Citizens and residents in the country have been asked to stay safe from the cold, because of the effects it could have on one’s health. Children are particularly vulnerable, and the Save the Children Foundation has tips on how to keep young ones safe.
“Dress babies and young children in one more layer than an adult would wear,” said an advisory from the organisation. “Beware of clothing hazards. Scarves and hood strings can strangle smaller children so use other clothing to keep them warm. Before kids head outside, tell them to come inside if they get wet or if they’re cold. Then, keep watching them and checking in. They may want to continue playing outside even if they are wet or cold.”
The American Heart Association has also asked people to stay active during the winter, when there may be a tendency for people to remain indoors.

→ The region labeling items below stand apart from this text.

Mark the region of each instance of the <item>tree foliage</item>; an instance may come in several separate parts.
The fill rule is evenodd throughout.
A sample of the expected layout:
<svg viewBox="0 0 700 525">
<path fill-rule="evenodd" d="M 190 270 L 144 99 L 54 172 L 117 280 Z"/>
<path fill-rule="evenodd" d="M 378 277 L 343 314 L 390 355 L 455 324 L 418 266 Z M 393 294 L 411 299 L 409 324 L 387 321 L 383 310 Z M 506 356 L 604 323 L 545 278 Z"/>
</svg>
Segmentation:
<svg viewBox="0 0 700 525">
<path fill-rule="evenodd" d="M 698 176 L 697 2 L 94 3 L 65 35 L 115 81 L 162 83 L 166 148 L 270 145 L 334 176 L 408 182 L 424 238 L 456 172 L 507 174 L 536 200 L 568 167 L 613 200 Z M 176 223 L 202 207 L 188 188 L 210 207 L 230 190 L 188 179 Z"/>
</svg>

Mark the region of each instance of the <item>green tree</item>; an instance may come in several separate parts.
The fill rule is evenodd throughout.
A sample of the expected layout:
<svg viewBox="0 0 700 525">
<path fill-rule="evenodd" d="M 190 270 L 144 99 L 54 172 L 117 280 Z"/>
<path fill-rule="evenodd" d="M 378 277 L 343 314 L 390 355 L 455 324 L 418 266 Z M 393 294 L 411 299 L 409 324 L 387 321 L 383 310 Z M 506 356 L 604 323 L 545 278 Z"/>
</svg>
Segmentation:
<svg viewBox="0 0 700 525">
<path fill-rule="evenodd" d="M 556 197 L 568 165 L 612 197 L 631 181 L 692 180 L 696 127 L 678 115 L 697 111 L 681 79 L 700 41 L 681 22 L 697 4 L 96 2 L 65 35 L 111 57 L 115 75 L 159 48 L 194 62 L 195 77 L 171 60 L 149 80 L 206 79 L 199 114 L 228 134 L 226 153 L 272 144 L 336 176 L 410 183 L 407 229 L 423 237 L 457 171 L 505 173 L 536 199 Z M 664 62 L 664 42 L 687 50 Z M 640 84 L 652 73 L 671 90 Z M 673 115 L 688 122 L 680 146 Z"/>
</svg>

“There’s no reason to take a break from physical activity when the temperature drops. In fact, exercising in cooler weather has some distinct advantages over working out in warmer weather,” the organisation advised. “Winter’s chill might even make you feel awake and invigorated. You may be able to work out longer in the cold weather—which means you can burn even more calories.”
“Exercise boosts your immunity during the cold and flu season. Just a few minutes a day can help prevent simple bacterial and viral infections,” added their advisory.” Don’t forget to drink water when exercising in cooler weather. Thirst isn’t the best indicator that you need to drink.”
Those who have older people living with them are also requested to take adequate precautions, according to the UK’s National Health Service (NHS).
“Cold weather can affect anyone, but you are most vulnerable if you’re 65 or older, you’re on a low income, you have a long-term health condition, such as heart, lung or kidney disease, you’re disabled, you’re pregnant, you have young children (newborn to school age) or you have a mental health condition,” they said. “If you’re not very mobile, are 65 or over, or have a health condition, such as heart or lung disease, heat your home to at least 18ºC.
The NHS added, “Keep your bedroom at 18ºC all night if you can – and keep the bedroom window closed during the day; you may prefer your living room to be slightly warmer than 18ºC. To reduce the risk of sudden infant death syndrome (SIDS), babies should sleep in rooms heated to between 16ºC and 20ºC.”